Besonders tückisch ist, dass bereits Arbeiten wie Bohren, Schleifen oder das Entfernen alter Bodenbeläge Fasern freisetzen können. Die Gefahrstoffverordnung (GefStoffV) und die Technische Regel für Gefahrstoffe TRGS 519 setzen daher enge Grenzen: Arbeiten an asbesthaltigen Materialien dürfen grundsätzlich nur von Fachbetrieben durchgeführt werden. Während für schwach gebundenen Asbest ein striktes Fachfirmengebot gilt, ist auch bei fest gebundenem Asbest höchste Vorsicht geboten. Jede mechanische Einwirkung ist hier untersagt oder an strengste Sicherheitsauflagen gebunden, die im privaten Bereich kaum fachgerecht umsetzbar sind.
TIPP: Sie wissen nicht, wie alt Ihre Bodenbeläge sind oder welche Kleber verwendet wurden? Lassen Sie von einem entsprechend zertifizierten Fachbetrieb prüfen, ob eine Gesundheitsgefährdung durch Asbest im Fußboden besteht.

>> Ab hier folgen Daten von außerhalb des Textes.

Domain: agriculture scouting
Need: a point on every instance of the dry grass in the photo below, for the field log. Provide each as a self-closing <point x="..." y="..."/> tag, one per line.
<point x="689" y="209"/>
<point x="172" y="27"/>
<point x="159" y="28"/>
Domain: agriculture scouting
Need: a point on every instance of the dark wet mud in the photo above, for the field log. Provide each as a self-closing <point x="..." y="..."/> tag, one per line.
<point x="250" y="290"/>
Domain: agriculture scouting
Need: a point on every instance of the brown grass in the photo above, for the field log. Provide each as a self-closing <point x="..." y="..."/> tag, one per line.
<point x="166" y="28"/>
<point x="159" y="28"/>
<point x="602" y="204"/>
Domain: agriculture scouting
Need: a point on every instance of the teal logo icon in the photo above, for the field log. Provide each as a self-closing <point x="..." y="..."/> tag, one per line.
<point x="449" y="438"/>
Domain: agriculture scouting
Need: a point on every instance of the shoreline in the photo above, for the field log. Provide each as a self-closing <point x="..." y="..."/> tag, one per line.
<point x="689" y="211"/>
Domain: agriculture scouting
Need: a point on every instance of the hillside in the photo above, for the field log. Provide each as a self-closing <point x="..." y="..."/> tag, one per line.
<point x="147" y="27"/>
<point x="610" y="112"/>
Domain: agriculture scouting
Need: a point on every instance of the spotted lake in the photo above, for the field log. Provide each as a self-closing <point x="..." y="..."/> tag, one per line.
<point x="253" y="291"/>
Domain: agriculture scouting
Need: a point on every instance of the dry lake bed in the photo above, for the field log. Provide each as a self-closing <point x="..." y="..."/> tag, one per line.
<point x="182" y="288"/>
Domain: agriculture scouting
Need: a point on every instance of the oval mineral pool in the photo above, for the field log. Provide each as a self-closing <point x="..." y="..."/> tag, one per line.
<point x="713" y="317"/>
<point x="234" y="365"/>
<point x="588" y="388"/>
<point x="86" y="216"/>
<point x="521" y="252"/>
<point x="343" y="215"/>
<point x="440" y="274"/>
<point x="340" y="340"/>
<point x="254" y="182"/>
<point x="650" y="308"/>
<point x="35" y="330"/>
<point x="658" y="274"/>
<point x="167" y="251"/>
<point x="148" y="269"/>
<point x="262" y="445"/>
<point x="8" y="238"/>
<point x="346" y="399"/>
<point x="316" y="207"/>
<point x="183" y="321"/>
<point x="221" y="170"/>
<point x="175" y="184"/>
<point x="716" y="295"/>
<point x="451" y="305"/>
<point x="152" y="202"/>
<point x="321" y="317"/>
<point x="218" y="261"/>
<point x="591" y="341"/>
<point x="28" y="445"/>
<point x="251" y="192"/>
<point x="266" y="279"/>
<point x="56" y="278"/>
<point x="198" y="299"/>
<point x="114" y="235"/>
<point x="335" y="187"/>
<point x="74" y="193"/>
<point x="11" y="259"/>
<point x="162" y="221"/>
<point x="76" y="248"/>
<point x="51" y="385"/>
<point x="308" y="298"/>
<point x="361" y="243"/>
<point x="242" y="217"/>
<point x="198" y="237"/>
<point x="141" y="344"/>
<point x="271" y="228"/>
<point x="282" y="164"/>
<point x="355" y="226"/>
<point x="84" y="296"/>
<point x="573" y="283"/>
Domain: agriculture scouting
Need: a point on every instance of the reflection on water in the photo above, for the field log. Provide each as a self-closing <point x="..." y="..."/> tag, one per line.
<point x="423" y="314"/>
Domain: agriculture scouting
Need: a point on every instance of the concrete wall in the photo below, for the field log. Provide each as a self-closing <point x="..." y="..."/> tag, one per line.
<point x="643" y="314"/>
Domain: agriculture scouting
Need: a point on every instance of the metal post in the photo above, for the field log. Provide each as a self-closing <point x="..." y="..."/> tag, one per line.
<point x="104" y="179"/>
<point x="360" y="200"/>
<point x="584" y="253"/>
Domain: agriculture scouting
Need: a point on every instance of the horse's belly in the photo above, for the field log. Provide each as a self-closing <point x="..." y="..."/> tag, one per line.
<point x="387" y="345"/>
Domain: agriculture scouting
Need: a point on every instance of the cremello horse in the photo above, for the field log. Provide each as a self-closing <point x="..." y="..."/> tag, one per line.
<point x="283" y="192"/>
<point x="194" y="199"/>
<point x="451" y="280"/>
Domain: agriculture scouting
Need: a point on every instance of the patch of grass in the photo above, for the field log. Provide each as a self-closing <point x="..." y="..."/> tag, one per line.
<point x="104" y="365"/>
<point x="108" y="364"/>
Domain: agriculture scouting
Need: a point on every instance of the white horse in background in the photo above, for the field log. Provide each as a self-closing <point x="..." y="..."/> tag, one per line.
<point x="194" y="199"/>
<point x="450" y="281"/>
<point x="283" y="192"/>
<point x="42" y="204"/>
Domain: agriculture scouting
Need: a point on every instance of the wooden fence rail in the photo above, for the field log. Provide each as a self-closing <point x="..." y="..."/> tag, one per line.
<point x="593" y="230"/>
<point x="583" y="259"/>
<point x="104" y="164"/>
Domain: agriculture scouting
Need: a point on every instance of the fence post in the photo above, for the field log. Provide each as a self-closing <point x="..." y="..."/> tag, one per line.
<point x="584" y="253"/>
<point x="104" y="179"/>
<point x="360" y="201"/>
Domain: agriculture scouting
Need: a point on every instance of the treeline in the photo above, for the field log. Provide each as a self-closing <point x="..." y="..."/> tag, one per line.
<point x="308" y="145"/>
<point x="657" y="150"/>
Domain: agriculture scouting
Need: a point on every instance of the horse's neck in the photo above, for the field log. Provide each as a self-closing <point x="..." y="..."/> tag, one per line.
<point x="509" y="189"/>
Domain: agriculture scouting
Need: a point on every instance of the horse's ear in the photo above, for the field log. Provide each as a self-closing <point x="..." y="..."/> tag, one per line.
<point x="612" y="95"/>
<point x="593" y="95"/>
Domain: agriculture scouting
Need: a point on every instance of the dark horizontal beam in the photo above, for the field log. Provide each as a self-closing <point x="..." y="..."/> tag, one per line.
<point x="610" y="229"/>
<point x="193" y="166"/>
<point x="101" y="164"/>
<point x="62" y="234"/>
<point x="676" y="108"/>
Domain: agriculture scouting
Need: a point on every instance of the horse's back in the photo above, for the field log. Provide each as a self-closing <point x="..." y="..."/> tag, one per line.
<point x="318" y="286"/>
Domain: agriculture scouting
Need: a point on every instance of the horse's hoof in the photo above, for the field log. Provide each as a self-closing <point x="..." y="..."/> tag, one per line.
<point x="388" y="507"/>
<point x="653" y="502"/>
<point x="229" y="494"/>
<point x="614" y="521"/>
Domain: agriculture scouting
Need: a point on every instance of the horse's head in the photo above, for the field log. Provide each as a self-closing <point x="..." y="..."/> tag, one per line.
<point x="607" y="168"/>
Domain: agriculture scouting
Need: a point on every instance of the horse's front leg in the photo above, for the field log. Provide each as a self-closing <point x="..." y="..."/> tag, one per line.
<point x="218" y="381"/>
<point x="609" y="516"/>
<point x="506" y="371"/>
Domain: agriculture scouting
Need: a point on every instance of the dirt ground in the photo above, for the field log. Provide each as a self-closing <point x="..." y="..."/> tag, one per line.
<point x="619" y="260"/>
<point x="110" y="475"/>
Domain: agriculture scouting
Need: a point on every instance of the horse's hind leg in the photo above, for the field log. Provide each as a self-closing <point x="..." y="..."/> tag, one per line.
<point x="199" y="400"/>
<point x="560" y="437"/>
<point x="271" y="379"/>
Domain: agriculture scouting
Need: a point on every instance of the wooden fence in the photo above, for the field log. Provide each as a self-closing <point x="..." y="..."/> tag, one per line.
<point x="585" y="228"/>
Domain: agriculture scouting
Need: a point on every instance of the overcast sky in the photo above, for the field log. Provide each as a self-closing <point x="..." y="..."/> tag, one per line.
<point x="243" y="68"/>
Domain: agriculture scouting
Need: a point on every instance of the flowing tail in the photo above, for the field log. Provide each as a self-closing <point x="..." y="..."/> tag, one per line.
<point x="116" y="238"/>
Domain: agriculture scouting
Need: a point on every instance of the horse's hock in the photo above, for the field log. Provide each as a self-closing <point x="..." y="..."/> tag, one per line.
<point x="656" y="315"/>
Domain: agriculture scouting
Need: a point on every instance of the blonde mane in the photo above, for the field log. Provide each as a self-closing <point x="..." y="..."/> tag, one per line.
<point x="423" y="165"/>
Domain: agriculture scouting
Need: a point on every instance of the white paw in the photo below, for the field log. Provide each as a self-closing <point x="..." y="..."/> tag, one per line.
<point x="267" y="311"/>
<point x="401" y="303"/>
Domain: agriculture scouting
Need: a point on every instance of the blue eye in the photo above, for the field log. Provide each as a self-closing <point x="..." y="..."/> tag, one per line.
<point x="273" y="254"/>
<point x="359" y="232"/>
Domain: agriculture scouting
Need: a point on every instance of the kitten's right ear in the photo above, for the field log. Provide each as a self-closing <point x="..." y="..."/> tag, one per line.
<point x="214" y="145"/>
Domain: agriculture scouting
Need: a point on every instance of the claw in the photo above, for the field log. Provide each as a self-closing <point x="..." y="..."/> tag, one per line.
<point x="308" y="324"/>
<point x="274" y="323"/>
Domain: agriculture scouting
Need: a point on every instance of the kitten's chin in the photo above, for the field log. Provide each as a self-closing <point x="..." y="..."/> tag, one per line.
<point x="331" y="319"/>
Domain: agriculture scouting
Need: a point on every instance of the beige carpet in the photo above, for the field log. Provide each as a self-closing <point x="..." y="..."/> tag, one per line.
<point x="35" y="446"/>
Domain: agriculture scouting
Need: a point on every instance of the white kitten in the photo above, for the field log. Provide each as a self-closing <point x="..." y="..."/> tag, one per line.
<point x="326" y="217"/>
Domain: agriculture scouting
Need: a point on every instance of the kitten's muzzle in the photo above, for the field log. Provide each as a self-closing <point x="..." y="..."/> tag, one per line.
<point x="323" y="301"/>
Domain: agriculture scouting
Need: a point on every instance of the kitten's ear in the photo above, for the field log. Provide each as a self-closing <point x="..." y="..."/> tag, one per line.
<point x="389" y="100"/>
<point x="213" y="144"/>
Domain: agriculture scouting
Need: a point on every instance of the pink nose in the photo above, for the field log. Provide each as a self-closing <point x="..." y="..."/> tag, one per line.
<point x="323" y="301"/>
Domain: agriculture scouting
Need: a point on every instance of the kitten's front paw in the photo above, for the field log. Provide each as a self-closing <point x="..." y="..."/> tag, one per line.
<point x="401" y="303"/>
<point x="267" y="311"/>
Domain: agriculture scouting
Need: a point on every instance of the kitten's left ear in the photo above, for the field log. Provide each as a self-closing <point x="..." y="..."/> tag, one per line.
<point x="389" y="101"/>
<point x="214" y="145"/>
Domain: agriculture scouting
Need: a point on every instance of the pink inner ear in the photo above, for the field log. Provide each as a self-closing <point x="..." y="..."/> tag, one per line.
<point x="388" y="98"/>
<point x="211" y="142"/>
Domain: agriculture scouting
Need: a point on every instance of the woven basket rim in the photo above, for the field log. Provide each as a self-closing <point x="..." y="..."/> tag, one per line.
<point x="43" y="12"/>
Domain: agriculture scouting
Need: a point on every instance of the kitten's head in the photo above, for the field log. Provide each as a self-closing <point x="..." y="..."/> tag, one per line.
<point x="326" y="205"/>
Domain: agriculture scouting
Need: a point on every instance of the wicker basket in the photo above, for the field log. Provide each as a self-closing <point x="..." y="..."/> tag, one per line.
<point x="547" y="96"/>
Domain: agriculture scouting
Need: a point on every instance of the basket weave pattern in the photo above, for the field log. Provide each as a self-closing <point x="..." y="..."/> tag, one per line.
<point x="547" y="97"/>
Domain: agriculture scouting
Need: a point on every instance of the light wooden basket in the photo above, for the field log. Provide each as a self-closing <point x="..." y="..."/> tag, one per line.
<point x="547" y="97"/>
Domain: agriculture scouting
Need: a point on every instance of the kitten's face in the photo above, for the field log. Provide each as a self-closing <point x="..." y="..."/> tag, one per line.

Von Belägen bis Klebern: Wo Asbest im Fußbodenbereich vorkommen kann
In der Vergangenheit wurden asbesthaltige Materialien im Bodenbereich in vielfältiger Form eingesetzt, und wurde der Fußboden seit 1993 nicht mehr komplett erneuert, droht bereits bei kleineren Renovierungsarbeiten Gefahr. Hinzu kommt: Jeder lose auf einem asbesthaltigen Untergrund verlegte Bodenbelag, egal ob Holzdiele, Fliese, Platte oder Teppich, kann durch Begehen und Verschieben die gefährlichen Fasern freisetzen.
Folgende Produkte und Schichten kommen als Träger der gefährlichen Fasern infrage:
- Floor-Flex-Platten (elastische PVC- oder Vinyl-Beläge im Quadratformat, meist 25×25, 30×30, 45×45 und 50×50 cm)
- Asbesthaltiger Bitumen- oder Lösemittelkleber (typisch dunkelbraun bis schwarz)
- Fliesenkleber mit Asbestanteil (sowohl Dünn- als auch Dickbettmörtel)
- Spachtelmassen und Ausgleichsschichten unter Laminat, Teppich oder Parkett
- Asbest im Estrich (insbesondere in Leichtestrichen zur Verbesserung von Festigkeit oder Isolation)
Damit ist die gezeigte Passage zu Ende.